3. Personale Ssn. Al fine poi di consentire a ciascuna azienda ed ente del Ssn di poter garantire l’effettiva remunerazione di tutte le prestazioni necessarie per far fronte all’emergenza sanitaria, incluse le indennità, si prevede che le regioni possano incrementare, con risorse proprie disponibili a legislazione vigente, le risorse già previste dal comma 2 dell’articolo 1 del Decreto 18 (Cura Italia), fino al doppio degli importi assegnati a ciascuna regione.
Inoltre, per consentire alle regioni di far fronte agli ulteriori oneri derivanti dall’esigenza di remunerare tutte le prestazioni correlate alle particolari condizioni di lavoro del personale dipendente delle aziende e degli enti del Ssn, il documento autorizzava, per l’incremento dei relativi fondi contrattuali, l’ulteriore spesa di 250 milioni di euro, a valere sul finanziamento sanitario corrente stabilito per l’anno 2020.

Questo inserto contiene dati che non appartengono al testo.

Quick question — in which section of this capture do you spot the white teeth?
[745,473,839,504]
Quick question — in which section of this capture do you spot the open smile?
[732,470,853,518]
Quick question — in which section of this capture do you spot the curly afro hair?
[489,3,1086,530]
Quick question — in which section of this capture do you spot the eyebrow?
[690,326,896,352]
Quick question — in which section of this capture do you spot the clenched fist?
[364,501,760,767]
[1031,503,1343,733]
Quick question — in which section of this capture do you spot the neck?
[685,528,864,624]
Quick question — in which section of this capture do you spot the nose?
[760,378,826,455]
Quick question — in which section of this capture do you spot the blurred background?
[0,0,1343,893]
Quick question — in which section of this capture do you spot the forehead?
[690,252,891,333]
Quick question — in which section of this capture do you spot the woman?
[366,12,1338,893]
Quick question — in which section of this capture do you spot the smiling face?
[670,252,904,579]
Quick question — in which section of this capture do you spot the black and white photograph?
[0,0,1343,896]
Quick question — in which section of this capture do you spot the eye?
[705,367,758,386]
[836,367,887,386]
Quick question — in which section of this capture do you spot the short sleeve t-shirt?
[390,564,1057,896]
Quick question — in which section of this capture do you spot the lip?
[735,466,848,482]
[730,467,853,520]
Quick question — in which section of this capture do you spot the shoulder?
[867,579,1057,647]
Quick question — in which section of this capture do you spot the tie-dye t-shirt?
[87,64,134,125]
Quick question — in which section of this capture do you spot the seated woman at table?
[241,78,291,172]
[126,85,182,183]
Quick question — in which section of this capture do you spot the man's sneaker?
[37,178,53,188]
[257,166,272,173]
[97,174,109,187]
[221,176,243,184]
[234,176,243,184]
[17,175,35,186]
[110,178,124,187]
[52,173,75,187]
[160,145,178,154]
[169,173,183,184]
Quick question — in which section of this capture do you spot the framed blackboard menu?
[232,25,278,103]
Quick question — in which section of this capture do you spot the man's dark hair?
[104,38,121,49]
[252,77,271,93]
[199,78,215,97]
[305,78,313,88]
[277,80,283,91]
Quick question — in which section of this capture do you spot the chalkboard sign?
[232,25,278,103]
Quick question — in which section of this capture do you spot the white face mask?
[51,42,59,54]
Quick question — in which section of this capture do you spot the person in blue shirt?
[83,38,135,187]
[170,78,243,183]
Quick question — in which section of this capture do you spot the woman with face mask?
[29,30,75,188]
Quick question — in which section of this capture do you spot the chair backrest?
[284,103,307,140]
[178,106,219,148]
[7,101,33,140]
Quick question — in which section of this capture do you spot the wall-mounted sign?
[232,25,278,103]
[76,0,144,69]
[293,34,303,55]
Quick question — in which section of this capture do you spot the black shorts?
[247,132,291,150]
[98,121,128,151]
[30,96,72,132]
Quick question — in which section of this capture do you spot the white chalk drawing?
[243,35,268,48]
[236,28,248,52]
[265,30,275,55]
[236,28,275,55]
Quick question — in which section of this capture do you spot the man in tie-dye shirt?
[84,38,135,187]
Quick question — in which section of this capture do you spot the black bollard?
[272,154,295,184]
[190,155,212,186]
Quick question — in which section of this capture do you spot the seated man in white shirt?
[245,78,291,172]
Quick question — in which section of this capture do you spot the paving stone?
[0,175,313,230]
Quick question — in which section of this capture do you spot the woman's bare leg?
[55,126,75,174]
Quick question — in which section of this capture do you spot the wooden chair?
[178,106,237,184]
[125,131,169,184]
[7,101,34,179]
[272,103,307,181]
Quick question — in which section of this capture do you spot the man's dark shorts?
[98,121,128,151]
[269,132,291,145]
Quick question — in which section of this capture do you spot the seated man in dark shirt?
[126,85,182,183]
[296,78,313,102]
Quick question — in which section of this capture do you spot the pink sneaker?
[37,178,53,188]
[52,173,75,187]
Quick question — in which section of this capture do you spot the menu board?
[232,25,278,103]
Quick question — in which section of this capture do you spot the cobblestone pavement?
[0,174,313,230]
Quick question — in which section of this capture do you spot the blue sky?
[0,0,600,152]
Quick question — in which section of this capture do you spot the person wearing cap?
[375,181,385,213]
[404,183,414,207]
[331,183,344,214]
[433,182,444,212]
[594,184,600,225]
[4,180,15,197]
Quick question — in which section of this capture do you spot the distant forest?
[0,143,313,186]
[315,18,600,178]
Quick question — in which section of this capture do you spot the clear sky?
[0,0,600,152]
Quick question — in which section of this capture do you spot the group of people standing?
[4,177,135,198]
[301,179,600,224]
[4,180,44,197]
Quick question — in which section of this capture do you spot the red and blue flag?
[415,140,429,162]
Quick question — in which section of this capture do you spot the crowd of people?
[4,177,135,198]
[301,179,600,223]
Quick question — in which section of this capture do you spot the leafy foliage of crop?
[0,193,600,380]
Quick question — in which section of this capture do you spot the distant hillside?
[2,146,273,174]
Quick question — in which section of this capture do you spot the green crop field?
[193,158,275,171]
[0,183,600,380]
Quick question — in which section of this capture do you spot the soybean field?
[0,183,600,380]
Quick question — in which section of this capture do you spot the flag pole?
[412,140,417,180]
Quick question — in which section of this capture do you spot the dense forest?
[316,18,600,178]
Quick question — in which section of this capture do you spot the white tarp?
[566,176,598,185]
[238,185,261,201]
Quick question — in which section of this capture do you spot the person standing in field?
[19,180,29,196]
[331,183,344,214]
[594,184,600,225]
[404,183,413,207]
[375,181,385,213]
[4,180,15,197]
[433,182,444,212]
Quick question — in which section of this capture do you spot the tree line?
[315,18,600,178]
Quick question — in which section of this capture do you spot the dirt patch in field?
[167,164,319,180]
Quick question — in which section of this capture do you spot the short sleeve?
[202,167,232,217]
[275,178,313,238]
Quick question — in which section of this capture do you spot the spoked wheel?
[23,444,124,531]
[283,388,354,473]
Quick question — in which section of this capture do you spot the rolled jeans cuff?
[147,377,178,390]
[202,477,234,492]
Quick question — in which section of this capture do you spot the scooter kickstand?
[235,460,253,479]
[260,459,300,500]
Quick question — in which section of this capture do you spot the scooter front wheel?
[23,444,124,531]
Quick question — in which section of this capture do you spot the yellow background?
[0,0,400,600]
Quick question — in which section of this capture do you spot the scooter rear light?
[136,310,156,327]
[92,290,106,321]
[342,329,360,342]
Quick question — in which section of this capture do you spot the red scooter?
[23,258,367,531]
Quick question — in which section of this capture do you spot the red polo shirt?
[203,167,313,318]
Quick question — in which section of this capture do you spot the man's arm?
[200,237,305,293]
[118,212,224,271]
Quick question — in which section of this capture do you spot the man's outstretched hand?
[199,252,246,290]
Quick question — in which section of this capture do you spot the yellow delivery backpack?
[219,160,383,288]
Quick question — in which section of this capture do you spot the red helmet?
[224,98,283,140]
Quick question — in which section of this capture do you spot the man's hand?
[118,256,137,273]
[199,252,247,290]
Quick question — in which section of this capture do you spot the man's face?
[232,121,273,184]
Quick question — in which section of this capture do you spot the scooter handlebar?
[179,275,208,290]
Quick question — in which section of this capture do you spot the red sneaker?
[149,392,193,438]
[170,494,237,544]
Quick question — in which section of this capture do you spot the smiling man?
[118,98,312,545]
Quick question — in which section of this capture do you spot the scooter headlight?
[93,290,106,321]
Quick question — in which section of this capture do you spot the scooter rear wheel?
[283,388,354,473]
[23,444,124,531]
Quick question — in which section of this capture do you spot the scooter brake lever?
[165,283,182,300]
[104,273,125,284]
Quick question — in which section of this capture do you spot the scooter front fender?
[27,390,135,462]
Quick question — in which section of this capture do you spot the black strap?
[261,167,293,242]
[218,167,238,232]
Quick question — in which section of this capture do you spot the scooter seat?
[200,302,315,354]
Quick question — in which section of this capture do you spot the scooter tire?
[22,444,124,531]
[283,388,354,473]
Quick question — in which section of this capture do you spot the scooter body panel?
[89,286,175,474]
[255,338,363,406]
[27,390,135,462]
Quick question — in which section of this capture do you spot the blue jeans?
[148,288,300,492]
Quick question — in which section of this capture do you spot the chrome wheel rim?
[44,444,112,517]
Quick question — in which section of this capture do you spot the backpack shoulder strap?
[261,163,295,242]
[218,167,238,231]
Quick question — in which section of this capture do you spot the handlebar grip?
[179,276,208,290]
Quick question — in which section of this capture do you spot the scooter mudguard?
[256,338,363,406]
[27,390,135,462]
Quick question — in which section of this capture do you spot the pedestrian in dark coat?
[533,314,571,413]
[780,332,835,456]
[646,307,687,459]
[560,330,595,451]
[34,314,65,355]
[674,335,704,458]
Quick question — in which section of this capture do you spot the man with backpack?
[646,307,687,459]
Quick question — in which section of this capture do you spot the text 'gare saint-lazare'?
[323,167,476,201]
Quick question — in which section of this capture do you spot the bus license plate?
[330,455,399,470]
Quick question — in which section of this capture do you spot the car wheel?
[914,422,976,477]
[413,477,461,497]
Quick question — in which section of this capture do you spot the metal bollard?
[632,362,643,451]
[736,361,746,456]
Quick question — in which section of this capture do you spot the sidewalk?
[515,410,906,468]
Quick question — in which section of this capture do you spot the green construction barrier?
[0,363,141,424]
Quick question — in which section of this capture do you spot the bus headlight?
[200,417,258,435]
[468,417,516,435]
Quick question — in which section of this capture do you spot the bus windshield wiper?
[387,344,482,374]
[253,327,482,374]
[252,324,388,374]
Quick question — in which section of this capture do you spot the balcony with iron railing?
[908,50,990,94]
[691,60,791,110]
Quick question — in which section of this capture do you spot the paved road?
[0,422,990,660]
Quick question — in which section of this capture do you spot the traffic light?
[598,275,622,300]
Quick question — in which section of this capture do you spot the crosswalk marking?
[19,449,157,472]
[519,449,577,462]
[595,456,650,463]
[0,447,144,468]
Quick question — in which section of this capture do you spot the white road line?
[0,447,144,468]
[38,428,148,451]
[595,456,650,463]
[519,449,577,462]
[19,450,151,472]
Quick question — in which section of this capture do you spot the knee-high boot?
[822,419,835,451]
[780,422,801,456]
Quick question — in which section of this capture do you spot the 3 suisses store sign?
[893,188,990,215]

4. Contratti specializzazioni. La proposta punta ad aumentare il numero dei contratti di formazione specialistica dei medici, sia al fine di superare la attuale carenza di medici specialisti nel servizio sanitario nazionale sia al fine di contrastare l’attuale imbuto formativo derivante dal disequilibrio tra il numero annuo di neolaureati in medicina e chirurgia ed il numero di contratti di formazione specialistica finanziati dallo Stato. Si parla di un incremento che potrebbe tra i 4 e i 5mila contratti in più.